UnitedHealthcare CEO shooting latest: Luigi Mangione has been charged with murder
Luigi Mangione has been charged with murder in the fatal shooting of UnitedHealthcare CEO Brian Thompson last week, according to an online court docket.
Mangione, a 26-year-old from Maryland, was arrested by police in Altoona, Pennsylvania, for gun charges ahead of him being charged by the New York Police Department on Monday.
The NYPD also charged Mangione for possession of a loaded firearm, possession of a forged instrument and criminal possession of a weapon, according to the docket.
The Manhattan District Attorney’s office confirmed the charges.
The forged instrument is the fake NJ driver’s license he allegedly used to check into the hostel on the Upper West Side. Mangione remains in the custody of the Pennsylvania Department of Corrections pending his extradition to New York.
The Pennsylvania Department of Corrections released Mangione's mug shot on Monday evening.
In Pennyslvania, Mangione was charged with five crimes, including carrying a gun without a license, forgery, falsely identifying himself to authorities and possessing "instruments of crime," according to a criminal complaint.
The charging document alleges that Mangione lied about his identity to police and carried the ghost gun without a license.
When Altoona police asked him if he had ever been to New York City, Mangione started shaking, according to the charging document. He didn't answer the question directly, police said.
Mangione was on a Greyhound bus traveling through Altoona on Monday morning, sources said, when he got off and walked into a McDonald's where a witness recognized him from the images of the suspect circulated by police.
Mangione was sitting and eating when a McDonald's employee reported him, New York City Mayor Eric Adams said at a news conference Monday afternoon.
"He matches the description of the person we are looking for," Adams said.
A customer thought Mangione looked suspiciously like the shooting suspect and alerted the employee, who called police, authorities said.
Adams said they believed we had a "strong person of interest" in the shooting death.

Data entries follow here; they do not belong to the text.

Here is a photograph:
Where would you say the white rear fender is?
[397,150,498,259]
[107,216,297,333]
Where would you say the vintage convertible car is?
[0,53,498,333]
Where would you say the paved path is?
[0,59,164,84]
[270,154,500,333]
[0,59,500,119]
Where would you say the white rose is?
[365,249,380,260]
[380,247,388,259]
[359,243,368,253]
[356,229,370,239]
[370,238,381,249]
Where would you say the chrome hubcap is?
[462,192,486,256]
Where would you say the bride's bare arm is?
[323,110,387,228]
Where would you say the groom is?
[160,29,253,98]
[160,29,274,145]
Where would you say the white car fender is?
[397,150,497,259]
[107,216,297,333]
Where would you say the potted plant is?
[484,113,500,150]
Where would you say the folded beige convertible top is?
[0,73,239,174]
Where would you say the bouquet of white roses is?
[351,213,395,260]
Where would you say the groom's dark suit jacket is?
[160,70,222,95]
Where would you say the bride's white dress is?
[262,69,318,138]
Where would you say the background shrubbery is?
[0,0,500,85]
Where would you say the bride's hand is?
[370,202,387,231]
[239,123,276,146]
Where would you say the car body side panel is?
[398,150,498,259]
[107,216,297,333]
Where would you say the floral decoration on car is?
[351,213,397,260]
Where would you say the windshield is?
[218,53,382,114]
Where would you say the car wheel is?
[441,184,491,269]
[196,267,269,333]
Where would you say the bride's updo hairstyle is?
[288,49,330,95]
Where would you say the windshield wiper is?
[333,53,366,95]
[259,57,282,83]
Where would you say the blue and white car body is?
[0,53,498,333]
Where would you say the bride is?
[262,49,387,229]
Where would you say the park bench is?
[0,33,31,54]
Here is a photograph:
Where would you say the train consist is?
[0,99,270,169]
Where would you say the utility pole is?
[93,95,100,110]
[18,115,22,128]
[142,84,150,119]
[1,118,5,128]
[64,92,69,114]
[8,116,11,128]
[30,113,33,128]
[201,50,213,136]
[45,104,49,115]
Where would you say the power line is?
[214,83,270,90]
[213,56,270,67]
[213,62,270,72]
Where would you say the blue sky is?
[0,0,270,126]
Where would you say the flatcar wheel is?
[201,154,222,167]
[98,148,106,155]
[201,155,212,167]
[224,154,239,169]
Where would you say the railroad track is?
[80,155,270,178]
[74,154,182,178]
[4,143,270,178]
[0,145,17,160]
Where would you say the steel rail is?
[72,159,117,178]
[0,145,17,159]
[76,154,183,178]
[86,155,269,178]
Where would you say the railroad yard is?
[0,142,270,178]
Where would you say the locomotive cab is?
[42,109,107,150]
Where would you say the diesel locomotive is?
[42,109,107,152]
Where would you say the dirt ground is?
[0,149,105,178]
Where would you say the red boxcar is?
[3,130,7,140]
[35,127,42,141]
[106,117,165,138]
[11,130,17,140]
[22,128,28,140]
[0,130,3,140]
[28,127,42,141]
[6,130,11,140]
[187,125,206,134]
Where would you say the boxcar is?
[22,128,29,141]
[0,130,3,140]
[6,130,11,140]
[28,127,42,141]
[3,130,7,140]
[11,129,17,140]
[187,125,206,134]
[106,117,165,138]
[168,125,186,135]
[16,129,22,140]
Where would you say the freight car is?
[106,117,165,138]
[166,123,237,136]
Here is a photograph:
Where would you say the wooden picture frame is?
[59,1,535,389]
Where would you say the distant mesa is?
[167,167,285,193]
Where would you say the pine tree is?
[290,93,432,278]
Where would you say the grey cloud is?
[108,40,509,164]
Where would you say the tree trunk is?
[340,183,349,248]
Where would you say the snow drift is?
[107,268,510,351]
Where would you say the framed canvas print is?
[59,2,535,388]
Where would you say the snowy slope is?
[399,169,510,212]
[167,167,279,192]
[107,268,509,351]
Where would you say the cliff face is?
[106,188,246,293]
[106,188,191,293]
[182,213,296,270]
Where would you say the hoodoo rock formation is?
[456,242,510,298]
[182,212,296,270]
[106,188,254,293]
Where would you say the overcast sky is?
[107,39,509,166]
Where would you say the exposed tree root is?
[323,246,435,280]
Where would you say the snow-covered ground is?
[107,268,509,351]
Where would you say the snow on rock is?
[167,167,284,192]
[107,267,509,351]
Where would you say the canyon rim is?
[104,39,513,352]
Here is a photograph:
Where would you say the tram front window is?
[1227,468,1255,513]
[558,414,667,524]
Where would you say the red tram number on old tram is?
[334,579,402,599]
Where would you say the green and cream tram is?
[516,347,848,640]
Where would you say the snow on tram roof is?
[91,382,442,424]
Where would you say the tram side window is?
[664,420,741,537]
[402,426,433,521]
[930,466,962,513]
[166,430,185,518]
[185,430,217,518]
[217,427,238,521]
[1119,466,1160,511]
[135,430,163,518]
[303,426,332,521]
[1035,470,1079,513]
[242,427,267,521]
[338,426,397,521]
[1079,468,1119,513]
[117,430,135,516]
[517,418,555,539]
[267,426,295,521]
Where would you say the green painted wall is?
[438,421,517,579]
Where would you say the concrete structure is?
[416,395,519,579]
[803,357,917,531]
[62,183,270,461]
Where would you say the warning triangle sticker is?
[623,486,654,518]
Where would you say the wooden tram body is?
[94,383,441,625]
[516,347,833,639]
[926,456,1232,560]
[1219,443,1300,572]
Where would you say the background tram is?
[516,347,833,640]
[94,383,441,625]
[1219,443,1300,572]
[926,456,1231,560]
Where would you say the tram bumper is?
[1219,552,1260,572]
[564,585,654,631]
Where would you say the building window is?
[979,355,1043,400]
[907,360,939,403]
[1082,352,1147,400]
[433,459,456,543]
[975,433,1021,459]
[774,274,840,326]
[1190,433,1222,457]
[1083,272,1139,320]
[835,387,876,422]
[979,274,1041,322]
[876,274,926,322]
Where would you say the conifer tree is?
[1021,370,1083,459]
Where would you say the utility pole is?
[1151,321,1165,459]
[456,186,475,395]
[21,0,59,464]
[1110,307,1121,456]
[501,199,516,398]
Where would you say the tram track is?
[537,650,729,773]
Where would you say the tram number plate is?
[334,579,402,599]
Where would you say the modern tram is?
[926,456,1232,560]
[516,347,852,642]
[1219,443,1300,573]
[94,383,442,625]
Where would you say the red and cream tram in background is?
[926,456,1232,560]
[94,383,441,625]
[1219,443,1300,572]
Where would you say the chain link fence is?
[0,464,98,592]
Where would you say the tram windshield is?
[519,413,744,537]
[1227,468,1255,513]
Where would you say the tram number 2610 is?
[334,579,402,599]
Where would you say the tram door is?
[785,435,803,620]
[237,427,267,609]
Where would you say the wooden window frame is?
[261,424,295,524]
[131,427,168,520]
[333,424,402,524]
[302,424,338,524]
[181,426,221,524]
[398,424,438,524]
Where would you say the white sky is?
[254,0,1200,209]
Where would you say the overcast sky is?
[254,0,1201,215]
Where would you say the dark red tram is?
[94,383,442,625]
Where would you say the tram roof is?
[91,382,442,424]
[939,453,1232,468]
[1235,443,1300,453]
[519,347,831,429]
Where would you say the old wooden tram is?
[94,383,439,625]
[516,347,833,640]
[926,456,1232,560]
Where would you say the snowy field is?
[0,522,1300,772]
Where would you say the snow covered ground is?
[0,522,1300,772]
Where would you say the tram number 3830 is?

Officials later confirmed during a news briefing in Altoona Monday night that Mangione is now a suspect in the killing.
Mangione had a ghost gun capable of firing a 9 mm round and a suppressor, police said. The gun and suppressor were "consistent with the weapon used in the murder," NYPD Commissioner Jessica Tisch said. The gun "may have been made on a 3D printer," police said.
Mangione also had a three-page handwritten document "that speaks to his motivation and mindset," Tisch said.
"It does seem that he had some ill will toward corporate America," police said.
Authorities are going through his writings more thoroughly to understand his motive.
Mangione also had multiple fake IDs with him, including a fake New Jersey ID matching the ID the suspect used to check into a hostel in New York City before the shooting, Tisch said.
He was carrying a U.S. passport that identified him as Luigi Mangione, police said.